Una historia hecha con retazos de recuerdos

Basada en la obra de la dramaturga canadiense Carole Fréchette, _La piel de Elisa_ pone en escena un relato cargado de detalles explícitos que erizan las emociones del espectador.

Por Daniela Rovina y Gisella Gatta

Lomas de Zamora, agosto 13 (AUNO).- La historia de Elisa es epidérmica. En ella los límites de la piel no se restringen únicamente a su función orgánica. Es el mapa, la frontera de un cuerpo, pero también es el motor del relato y la hoja en blanco sobre la que se escribe la hazaña que emprende esta mujer aquejada por un extraño mal: el crecimiento irrefrenable de la piel. Sobre las líneas propuestas por su autora, la dramaturga canadiense Carole Fréchette, La piel de Elisa lleva a escena una alianza en la que monólogo estremecedor se potencia con la acción del cuerpo (la dermis) en un juego compensatorio que no mezquina nada a la imaginación.

Bajo la dirección de Ignacio Catoggio, coprotagonista de la obra protagonizada por Lorena Damonte, La piel de Elisa pone escena un desafío, el de relatar en primera persona historias de amor propias o prestadas con las que se intenta seducir la imaginación de los oyentes como paliativo para ese extraño padecimiento. Una receta que el personaje de Catoggio revela a Elisa en su desesperación detener el desarrollo cutáneo.
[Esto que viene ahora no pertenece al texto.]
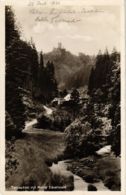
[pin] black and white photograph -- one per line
(63, 96)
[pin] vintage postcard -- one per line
(63, 97)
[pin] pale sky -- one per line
(94, 31)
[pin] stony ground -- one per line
(26, 157)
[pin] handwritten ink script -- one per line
(53, 12)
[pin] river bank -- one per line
(39, 155)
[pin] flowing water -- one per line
(79, 184)
(61, 166)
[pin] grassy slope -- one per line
(25, 158)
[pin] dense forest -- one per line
(83, 93)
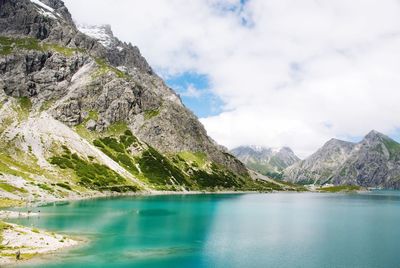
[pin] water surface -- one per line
(244, 230)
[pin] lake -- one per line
(232, 230)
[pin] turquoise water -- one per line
(246, 230)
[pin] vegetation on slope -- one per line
(9, 44)
(340, 188)
(92, 175)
Uno tras otro, los recuerdos se caen a borbotones de la boca de Damonte, en una interpretación que se vale del cuerpo y la palabra por igual para transmitir, provocar e interpelar al espectador. En su afán de encarnar cada sentimiento en el público, el relato pinta un fresco con detalles puntillosos que permiten experimentar y sentir a flor de piel la felicidad, el amor, la madurez de una mujer y la desmesura de la pasión en todas las historias que cuenta Elisa y que se convierten en imágenes vivas y tangibles.

Las siete u ocho historias, raccontos de episodios soñados o anécdotas de alguien más, que retrata Elisa acto a acto no tienen más relación entre sí que sus tramas de amor y erotismo en carne viva que, a fin de cuentas, no conducen a ningún lugar en concreto, crónicas inconexas que, ante todo, proponen a quien ve y escucha embarcarse en un viaje de sensaciones y placer sin demasiada pretensión de una reflexión profunda.

Lo que en el escenario se escatima (luz, escenografía, recursos visuales) se compensa en la actuación. A media luz y con escasas proyecciones y sonidos abstractos, la claridad del relato se logra con lo que los actores dicen y hacen. En cada diálogo logran traducir (verbalizar) sentimientos, toda una sintomatología interna que impregna la piel de quien se entrega al relato.

Los movimientos precisos que se encarnan en el cuerpo de Elisa se potencian en cada palabra. Porque es a través de ellas que se pellizca la piel del espectador hasta provocar algo, cualquier sensación que confirme que los límites de la piel no son los mismos que los del cuerpo.